The customer advocates were deployed in the different functional areas where they worked together with the management team to do a 'mini-transformation.' First they diagnosed the current state of the individual area and then designed the future state and an implementation plan.

One key finding was a high variability in how the customers were handled—and this was addressed by 'standardizing' (or codifying) the processes of how best to serve the customer in specific circumstances. Then employees’ skills were developed through training and 1-2-1 coaching. A structured approach was put into place to track progress as they became more adept at managing customer situations in the improved, consistent way.

McKinsey brought unique resources to develop and execute this immersive capability building strategy and program. These included a cadre of operational transformation experts, external facilitators and coaches, and experts in customer contact and customer experience.

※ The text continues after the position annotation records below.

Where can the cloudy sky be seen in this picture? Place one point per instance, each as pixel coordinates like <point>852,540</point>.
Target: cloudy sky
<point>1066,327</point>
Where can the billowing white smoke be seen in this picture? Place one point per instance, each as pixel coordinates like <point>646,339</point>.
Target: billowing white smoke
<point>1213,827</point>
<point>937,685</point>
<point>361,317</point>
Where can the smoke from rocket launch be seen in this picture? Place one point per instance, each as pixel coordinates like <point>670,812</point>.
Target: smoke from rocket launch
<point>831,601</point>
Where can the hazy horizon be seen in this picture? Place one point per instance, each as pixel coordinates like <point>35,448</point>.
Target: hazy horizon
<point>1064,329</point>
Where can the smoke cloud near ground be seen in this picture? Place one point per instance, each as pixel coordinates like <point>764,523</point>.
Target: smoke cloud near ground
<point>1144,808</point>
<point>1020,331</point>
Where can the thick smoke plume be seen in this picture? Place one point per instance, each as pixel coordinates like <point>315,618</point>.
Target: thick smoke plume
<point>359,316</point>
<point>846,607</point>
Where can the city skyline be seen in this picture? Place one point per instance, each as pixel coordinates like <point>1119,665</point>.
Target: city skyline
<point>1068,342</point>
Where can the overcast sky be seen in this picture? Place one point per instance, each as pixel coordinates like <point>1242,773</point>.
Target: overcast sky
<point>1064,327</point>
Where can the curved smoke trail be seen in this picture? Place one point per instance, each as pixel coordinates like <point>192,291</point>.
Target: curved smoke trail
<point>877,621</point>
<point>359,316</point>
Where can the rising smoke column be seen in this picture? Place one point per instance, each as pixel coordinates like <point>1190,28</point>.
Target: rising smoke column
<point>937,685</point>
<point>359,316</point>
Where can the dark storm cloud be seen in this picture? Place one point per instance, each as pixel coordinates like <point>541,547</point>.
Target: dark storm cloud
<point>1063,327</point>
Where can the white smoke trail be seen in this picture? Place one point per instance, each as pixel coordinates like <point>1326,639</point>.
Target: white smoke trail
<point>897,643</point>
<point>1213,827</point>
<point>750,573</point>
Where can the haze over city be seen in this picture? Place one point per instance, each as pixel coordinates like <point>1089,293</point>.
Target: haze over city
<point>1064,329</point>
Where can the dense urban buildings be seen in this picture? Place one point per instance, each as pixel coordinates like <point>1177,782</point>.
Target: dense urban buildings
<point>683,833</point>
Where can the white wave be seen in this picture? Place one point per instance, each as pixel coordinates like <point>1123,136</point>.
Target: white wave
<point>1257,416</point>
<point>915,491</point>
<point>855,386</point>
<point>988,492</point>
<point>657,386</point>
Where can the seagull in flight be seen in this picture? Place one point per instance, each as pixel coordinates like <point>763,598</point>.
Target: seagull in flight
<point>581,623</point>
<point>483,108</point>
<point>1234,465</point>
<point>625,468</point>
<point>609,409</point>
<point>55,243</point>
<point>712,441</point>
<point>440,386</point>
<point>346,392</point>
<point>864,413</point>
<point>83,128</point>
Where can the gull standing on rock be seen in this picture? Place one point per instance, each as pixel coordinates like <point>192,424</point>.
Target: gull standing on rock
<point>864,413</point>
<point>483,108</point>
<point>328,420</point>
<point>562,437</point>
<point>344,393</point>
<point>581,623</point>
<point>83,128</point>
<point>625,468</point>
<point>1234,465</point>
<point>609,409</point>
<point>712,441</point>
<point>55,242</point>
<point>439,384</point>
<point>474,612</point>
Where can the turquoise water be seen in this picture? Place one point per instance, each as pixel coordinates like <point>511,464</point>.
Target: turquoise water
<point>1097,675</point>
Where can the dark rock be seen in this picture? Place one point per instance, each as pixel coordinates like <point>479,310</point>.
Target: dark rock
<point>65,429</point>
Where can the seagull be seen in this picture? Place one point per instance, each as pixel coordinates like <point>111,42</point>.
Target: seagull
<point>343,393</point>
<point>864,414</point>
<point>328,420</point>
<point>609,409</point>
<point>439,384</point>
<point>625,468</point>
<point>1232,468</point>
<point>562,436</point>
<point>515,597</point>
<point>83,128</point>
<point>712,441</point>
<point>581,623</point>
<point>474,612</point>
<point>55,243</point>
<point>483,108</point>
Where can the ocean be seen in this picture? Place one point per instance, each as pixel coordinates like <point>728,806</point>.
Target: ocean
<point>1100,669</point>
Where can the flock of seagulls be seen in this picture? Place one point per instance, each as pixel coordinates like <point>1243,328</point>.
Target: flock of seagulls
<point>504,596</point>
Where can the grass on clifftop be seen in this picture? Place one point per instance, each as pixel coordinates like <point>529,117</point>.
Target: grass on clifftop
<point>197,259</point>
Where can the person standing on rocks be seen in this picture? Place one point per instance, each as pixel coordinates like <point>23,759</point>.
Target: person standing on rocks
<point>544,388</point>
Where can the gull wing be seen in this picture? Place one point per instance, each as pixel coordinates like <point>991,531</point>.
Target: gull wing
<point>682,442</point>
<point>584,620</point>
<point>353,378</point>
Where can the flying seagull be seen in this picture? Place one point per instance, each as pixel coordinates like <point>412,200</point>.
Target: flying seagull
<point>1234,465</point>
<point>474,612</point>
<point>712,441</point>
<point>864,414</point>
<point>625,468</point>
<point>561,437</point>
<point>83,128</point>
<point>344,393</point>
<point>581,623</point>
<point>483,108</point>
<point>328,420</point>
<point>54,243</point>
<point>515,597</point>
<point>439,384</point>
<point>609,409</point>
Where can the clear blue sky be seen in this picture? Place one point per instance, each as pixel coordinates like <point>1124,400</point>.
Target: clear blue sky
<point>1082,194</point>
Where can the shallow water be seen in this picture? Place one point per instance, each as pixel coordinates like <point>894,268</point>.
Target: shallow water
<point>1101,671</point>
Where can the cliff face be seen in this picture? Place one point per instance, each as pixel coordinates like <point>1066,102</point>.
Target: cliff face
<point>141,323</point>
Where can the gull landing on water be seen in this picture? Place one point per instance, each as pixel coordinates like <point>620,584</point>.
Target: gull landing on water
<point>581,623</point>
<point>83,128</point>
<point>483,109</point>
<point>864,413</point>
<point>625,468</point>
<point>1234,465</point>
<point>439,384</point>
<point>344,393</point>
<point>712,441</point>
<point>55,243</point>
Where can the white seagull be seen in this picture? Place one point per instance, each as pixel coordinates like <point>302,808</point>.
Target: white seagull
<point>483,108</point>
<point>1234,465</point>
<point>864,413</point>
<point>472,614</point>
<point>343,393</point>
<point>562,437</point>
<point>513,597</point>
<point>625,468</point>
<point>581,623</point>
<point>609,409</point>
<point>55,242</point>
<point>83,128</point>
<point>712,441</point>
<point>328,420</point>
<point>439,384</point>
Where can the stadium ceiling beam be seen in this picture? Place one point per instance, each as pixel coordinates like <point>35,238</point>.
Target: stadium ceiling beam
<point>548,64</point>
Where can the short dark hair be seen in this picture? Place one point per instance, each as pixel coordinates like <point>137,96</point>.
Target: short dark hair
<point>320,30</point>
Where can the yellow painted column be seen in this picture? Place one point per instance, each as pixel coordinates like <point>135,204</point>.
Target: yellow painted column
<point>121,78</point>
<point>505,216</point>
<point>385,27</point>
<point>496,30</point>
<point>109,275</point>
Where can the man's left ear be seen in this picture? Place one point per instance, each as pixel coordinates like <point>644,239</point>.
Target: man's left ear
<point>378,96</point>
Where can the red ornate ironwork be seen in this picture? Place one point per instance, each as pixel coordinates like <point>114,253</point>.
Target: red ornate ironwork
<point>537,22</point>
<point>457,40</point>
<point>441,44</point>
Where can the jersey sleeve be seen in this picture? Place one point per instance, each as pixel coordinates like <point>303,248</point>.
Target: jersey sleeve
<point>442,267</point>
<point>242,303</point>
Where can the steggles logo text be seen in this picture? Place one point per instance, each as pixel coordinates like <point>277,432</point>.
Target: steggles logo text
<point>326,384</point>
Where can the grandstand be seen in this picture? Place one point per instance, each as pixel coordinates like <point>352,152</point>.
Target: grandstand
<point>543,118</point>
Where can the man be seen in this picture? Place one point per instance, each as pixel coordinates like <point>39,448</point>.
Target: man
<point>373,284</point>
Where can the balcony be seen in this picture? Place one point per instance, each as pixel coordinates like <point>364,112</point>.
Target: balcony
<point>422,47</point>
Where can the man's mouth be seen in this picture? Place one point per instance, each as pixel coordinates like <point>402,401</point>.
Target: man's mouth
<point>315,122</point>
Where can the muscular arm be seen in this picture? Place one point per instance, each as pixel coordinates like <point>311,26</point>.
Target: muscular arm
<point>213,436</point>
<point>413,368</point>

Finally, a center of excellence was established to ensure sustainability and continuous improvement of superior customer care and a training curriculum helped institutionalize the new approaches throughout the company.

Impact

The transformation is continuing; the capability change team engaged customer-facing functions first before moving to internal functions such as HR and finance. The investment is paying off for the company with significant improvements across both efficiency and customer and employee satisfaction. Within the first year of the program launch:

  • productivity or capacity of customer-care employees increased on average by 15 to 25% (although some functional areas have experienced improvements of several hundred percentage points)
  • more than 50% of the employees say they understand and are excited by what the organization does, where it is heading, and what this means for their role
  • the percentage of employees who agree they have appropriate training has tripled
  • customer satisfaction improved by more than 15 percentage points for one of the key customer 'journeys' or experiences

All of these impacts have been achieved while lowering the cost base significantly (about 15% to date).